Derrick Wimbush

No. 36
- Position: Fullback

Personal information
- Born: August 26, 1980 (age 45) Americus, Georgia, U.S.
- Listed height: 6 ft 1 in (1.85 m)
- Listed weight: 226 lb (103 kg)

Career information
- High school: Taylor County (Butler, Georgia)
- College: Georgia Military; Fort Valley State;
- NFL draft: 2005: undrafted

Career history
- Jacksonville Jaguars (2005–2007); Albany Panthers (2012–2013); Georgia Fire (2014)*; Georgia Firebirds (2016–17);
- * Offseason or practice squad member only

Awards and highlights
- PIFL champion (2012); Second-team All-PIFL (2012);

Career NFL statistics
- Rushing attempts: 4
- Rushing yards: 15
- Rushing touchdowns: 1
- Receptions: 9
- Receiving yards: 49
- Return yards: 1,136
- Return touchdowns: 1
- Stats at Pro Football Reference

= Derrick Wimbush =

American football player (born 1980)

Derrick Wimbush (born August 26, 1980) is an American former professional football player who was a fullback in the National Football League (NFL).
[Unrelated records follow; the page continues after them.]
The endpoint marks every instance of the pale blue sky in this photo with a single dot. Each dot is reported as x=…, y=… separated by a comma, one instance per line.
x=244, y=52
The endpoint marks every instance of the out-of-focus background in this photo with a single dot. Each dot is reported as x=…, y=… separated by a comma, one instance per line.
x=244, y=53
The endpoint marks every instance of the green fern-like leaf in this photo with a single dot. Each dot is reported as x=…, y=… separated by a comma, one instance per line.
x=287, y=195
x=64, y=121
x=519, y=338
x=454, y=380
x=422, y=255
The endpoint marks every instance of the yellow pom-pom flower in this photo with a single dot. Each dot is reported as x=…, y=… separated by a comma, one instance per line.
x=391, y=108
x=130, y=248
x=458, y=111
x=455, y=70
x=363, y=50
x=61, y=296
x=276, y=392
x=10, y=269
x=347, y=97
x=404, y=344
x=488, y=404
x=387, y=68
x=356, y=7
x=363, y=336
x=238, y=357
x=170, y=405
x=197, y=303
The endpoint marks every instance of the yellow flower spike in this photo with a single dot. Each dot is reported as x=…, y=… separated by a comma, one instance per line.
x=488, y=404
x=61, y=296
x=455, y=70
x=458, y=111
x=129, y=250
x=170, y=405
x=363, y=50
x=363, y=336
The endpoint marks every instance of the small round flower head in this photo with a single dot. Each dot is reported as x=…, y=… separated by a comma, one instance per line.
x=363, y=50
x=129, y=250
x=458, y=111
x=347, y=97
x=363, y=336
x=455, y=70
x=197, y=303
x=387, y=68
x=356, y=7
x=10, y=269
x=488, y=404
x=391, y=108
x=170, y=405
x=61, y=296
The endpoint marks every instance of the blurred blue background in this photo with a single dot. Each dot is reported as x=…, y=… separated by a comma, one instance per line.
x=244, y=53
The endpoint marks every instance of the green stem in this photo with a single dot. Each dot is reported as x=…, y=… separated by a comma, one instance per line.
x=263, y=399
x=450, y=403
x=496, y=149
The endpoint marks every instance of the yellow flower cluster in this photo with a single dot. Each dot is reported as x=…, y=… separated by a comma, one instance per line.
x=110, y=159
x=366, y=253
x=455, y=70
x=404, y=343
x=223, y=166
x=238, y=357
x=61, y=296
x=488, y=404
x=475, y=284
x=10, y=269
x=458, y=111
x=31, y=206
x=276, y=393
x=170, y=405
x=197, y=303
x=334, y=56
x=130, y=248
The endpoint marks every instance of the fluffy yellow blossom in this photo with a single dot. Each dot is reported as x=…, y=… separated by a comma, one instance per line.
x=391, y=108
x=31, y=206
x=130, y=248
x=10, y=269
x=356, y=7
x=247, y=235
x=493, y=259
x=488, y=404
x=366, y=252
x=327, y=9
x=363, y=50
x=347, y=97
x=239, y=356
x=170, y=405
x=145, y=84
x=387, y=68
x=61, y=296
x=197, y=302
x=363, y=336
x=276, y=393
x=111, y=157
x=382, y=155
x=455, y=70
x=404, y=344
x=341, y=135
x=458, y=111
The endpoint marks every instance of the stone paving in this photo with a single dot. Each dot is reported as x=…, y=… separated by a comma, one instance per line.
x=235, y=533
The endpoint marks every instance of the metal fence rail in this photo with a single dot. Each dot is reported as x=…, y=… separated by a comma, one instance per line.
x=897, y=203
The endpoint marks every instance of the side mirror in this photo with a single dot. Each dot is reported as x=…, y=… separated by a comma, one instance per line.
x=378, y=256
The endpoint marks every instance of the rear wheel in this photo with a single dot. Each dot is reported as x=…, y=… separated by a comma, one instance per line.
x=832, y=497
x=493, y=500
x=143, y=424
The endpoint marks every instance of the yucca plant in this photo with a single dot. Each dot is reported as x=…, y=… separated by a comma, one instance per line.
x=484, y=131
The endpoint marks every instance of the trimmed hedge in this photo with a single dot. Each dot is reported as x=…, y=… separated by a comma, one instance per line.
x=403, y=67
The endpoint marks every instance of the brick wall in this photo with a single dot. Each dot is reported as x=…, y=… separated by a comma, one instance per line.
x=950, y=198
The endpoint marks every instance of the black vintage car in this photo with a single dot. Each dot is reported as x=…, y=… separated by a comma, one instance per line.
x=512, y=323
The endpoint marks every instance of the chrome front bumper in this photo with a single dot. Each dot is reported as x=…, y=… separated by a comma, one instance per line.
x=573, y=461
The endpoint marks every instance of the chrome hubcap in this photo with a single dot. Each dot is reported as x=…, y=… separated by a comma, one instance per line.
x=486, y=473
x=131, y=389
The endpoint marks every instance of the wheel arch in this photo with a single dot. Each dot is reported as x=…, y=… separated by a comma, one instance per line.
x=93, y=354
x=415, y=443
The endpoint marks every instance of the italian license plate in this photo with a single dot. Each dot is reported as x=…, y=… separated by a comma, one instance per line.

He played college football for the Fort Valley State Wildcats in Fort Valley, Georgia. Wimbush finished his senior season with 1,840 rushing yards and 22 touchdowns and his career with 3,188 rushing yards. Wimbush was runner up for the 2004 Harlon Hill Trophy given to best player in NCAA Division II. During his brief career with the Jacksonville Jaguars, Wimbush rarely carried the ball, however his blocking, and his play on special teams has contributed to a highly skilled, rushing attack from the Jaguars. In 2016, Wimbush signed with the Georgia Firebirds of American Indoor Football (AIF). He also played for the Georgia Firebirds of the National Arena League (NAL).